Scottish Conservative shadow health secretary Annie Wells MSP said: “It’s quite clear the system isn’t working as it should be and is struggling to cope with the high number of cases which has prompted this move. People are understandably worried about the rise in case numbers and it’s imperative that no case goes forgotten through this new way of working.”

Scottish Labour health spokeswoman Jackie Baillie said: “This news is an explicit admission that the SNP has failed to develop a robust test and protect system. They have failed to support the staff trying their best to cope with the surge in numbers. Rather than rising to the challenge of increasing cases, it has buckled under the pressure – risking our exit from the pandemic.”

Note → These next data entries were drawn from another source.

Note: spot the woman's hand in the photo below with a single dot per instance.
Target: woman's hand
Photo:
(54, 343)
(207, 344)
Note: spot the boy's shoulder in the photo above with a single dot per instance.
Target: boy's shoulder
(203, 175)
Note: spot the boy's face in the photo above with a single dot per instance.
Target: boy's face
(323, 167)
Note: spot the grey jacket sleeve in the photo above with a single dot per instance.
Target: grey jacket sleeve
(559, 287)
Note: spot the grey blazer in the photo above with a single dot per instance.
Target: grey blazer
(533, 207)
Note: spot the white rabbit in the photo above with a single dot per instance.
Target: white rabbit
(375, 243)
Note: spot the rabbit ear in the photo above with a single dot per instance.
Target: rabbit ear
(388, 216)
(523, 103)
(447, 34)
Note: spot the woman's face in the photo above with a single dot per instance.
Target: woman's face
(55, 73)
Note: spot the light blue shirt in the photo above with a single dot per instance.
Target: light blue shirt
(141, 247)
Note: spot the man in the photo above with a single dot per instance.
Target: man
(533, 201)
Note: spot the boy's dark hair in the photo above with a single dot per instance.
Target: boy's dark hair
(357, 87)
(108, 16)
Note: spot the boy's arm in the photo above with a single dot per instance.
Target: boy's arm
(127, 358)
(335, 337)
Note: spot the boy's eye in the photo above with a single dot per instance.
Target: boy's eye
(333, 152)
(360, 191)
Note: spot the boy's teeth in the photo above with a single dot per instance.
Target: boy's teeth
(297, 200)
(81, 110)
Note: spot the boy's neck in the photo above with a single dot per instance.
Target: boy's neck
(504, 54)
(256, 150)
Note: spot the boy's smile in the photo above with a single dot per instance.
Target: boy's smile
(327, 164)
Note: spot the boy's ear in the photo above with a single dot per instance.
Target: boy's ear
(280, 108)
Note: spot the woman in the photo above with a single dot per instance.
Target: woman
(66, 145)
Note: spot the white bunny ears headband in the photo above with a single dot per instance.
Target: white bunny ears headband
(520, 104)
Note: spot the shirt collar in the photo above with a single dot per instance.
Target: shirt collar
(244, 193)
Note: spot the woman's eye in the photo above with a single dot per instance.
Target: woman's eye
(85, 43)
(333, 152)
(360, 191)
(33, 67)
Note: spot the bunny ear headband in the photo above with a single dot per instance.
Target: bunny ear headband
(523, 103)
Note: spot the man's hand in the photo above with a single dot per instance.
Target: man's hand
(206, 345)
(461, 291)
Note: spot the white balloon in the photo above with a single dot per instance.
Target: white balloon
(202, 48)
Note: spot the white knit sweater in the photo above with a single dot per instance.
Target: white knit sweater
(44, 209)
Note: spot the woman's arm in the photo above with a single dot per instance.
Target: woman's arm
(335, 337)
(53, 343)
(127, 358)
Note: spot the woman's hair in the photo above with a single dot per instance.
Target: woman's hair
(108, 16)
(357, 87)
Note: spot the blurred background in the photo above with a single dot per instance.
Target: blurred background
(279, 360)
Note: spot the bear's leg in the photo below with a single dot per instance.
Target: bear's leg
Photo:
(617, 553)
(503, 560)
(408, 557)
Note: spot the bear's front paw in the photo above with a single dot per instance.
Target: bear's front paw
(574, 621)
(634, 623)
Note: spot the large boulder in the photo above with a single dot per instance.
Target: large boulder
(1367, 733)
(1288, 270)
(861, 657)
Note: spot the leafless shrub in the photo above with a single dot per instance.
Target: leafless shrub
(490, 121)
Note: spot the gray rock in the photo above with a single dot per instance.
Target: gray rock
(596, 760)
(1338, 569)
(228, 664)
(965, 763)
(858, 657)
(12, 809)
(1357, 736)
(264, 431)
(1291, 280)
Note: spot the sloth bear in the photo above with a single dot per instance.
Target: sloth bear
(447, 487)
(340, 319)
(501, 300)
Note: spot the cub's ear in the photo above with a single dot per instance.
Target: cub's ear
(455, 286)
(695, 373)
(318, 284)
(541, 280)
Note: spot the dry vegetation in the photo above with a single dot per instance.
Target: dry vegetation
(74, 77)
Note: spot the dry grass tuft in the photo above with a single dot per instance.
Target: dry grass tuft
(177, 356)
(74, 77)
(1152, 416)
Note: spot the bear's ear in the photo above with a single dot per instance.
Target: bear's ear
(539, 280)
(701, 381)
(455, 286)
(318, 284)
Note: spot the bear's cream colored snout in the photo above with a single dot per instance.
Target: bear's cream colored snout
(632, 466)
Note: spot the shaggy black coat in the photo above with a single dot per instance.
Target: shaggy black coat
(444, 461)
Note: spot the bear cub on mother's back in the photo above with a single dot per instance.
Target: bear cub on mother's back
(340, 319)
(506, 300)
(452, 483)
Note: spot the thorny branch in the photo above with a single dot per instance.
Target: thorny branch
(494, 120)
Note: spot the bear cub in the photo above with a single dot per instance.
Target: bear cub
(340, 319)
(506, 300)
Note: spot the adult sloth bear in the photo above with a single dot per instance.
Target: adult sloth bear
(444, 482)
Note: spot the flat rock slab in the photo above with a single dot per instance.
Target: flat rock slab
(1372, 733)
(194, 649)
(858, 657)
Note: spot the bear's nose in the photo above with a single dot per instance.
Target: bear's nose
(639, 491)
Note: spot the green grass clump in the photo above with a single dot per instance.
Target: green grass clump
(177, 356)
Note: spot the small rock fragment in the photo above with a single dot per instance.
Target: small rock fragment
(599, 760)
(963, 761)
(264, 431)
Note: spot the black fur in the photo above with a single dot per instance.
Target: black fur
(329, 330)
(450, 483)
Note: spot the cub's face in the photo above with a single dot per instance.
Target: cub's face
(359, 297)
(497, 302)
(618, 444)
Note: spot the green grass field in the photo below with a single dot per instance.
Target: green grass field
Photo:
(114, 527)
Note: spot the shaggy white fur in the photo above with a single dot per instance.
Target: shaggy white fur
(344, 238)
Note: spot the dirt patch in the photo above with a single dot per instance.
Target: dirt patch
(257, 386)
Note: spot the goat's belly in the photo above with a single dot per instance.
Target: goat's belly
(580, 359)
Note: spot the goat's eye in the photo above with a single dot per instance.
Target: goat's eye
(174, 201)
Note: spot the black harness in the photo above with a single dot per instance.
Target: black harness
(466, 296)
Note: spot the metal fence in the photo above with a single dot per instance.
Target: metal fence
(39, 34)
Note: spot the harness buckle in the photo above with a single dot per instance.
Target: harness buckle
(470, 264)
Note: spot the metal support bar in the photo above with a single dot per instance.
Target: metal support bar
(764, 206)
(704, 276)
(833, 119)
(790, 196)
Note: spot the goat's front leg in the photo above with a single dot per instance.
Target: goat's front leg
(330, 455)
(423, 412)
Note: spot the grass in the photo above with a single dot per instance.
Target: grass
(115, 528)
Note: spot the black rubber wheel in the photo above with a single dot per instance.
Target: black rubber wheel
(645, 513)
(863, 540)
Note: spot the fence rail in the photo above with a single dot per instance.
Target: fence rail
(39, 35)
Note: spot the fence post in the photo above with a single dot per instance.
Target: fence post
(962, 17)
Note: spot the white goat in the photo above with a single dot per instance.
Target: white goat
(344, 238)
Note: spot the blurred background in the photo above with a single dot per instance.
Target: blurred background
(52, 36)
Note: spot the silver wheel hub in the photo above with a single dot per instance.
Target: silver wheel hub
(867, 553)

Figures released by the Office for National Statistics said Scotland continued to have the highest Covid rate in the UK last week, with about one in every 150 people thought to have the virus, a total of 35,900 people.

The number of new cases yesterday was 3,108, 9.6% of all those that were tested, with a further three deaths recorded. There were 306 people in hospital, up from 215 at the beginning of last week, with 25 people in intensive care.

The rising number of cases prompted Midlothian Council to cancel a licence for a Tough Mudder fitness competition due to take place over this weekend in Dalkeith Country Park.

The local authority has the second highest rate of Covid infections, with 686.8 per 100,000. Only Dundee City recorded more at 816.4, which is now the highest rate in the UK.

The number of coronavirus vaccinations carried out in Scotland has hit a 10-week low with 12,601 first doses and 12,026 second doses administered on Friday – the lowest level since April 19. Some 3,844,371 people have received the first dose and 2,749,373 have had their second dose.

Meanwhile, a health psychologist working with Sage has said one of the main drivers of people failing to self-isolate when told is lack of financial support.

Robert West, professor in health psychology at UCL’s Institute of Epidemiology and Health, told Times Radio: “Most of the reason why people are not self-isolating even when they’ve got symptoms, to be honest, is because they have felt that they haven’t had a financial, material and social support needed to do it.”

He said the solution to rising infection rates would be to give the public the right kind of support to self-isolate, but added: “I’m not holding my breath on that one since the government seems to have set its face against it so that is a big problem.”